The retail buyer’s experience doesn’t look like it did 10 years ago. In fact, it hardly looks the same from the year before. This is partly due to constant buyer demand and ever-changing buying trends. As a result, businesses could no longer use intuition to predict sales outcomes and instead have come to rely on retail analytics software tools to reduce the risk of human error. The right business analytics tools for retail businesses can be a game changer.
Anticipating and predicting outcomes becomes a less Herculean task, and you’ll be able to take action on your insights by executing and developing a detailed action plan. Combine data sources, perform code-free analysis and more with the latest retail tools for business analytics. But when you’re picking out your software tools, you should keep a few of these suggestions in mind.
Compare Top Business Analytics Software Leaders
Table of Contents:
Retail Analytics: How Will They Help My Business Grow?
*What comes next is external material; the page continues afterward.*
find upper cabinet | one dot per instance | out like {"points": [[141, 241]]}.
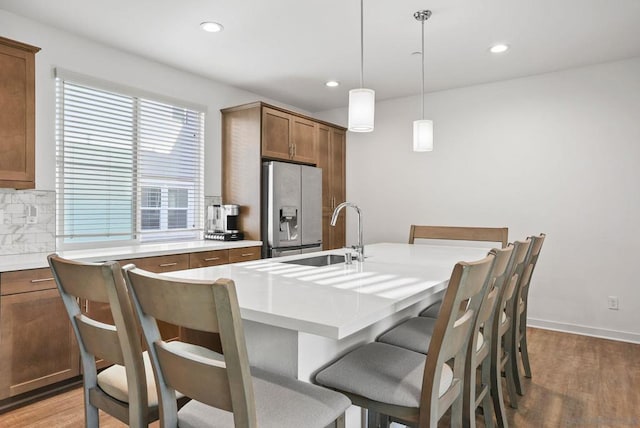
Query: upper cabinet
{"points": [[252, 133], [17, 121], [331, 158], [288, 137]]}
Let’s say you attempted a recent campaign that delivered moderate results. Response from customers wasn’t quite what you were hoping for and you’re unsure why. Your data is too messy for you to go through in your head, and your visibility on patterns is next to none.
How can you manage your next campaign to avoid this same outcome? With a good analytics tool for retail, you can quickly look at your historical data and gain a better understanding of what your customers are really after. You can make better fact-based decisions using analytics, and retailers can improve important business ventures. Say, for example, you notice that a lot of your buyers aren’t converting during the checkout phase. With analytics tools, you can see what percentage of them are abandoning their shopping, where they are in the buyer’s journey and why they’re giving up on converting.
Your services, advertising and customer value can be maximized, which means you can spend more time focusing on your growth.
Okay, but How Will I Know Which Retail Analytics Tool Is Right for Me?
First, identify how big your company currently is. Then you’ll want to ask yourself a series of questions to get a better idea of what kind of system you need:
- What current programs does your retail analytic software need to integrate with?
- What are the customizations like?
- Will a certain software tool provide scalability?
- Will my ideal software be modular?
- Will it be accessible to all levels of employees or just some?
You might already have a set of programs in place for your retail business, like inventory tracking software or timesheet software. In order to take advantage of your pre-existing software’s metrics and analytics, think about how a suite of software can integrate with your current platform.
Because no two business’s needs are exactly the same, ask questions about potential customizations that might be available to you in order to adapt software to your specific needs. Scalability might play a factor in this, as customization can account for your business’s growth in specific areas. It could even prevent you from having to eventually buy a new piece of software to fill in the gaps left when you outgrow your old software.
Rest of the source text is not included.